Shaw underscores that stance in songs featuring powerful lyrics penned by poet-vocalist Afronaut Zu, but he is sufficiently ambitious to lend to all his suites a comprehensive spectrum of mood and texture. Certain instruments were chosen for their unique qualities. The deft pattering of Robinson’s marimba – a large, handsome xylophone with wooden bars – infuses a strong African resonance to the music but it also sits well on the more classically inflected passages.

Shaw’s collaborator marimba player Orphy Robinson
Good vibes … Shaw’s collaborator Orphy Robinson. Photograph: Robert Crowley

Another central element of Shaw’s sound world is provided by the Birmingham drummer Romarna Campbell, who has drawn plaudits for work with her own trio as well as collaborations with artists such as idiosyncratic Mercury prize-winning singer Benjamin Clementine. Campbell is adept at designing unique drum kits for every new project, often imaginatively combining acoustic and electronic components. She first worked with Shaw on the play Black Power Desk, a musical named after a controversial police surveillance unit founded in 1967 to disrupt burgeoning Black activism, and feels that this forthcoming performance enables her to flourish artistically.

Because Campbell was trained in both jazz and classical, she plays a wide range of drums and percussion. “I’m using bits of a standard kit, timpani and percussion related to the Caribbean, but it’s subtle, not overpowering. Making everything precise for what Renell has created is really important, so all these things are chosen and assembled very carefully. It’s like I’m building little spaceships.”

Seeing Campbell take off with both feet on the ground – musically speaking – while Robinson and co thread together the intricate parts of Shaw’s score should be even more thrilling on stage than it was in lockdown.

While looking forward to the in-person concerts, Shaw is also keen to challenge his audience as much as welcome them through the door. In October at Kings Place, he will also premiere Remember Us Tomorrow, the third and final chapter of The Windrush Suite, which focuses on newer generations of Black Britons. He promises the work will be as thought-provoking as its predecessors.
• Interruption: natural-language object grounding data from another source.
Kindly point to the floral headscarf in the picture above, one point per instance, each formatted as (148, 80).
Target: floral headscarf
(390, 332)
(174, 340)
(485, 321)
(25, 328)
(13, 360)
“I think audiences do not demand higher qualities of art in the way they used to, and so artists don’t feel the need to deliver higher qualities of art,” he states pointedly, before referring to a modern-day icon known for her political work, which was often as controversial as it was uncompromising. “I have to reflect the times, just as Nina Simone said, and make music that allows listeners to be more curious about the world. I’m trying to figure out how I can be me as I do that but I feel I’m on my way.”

Renell Shaw’s The Windrush Suite and Echo in the Bones are at Kings Place, London, on 25 June; Remember Us Tomorrow is on 9 October.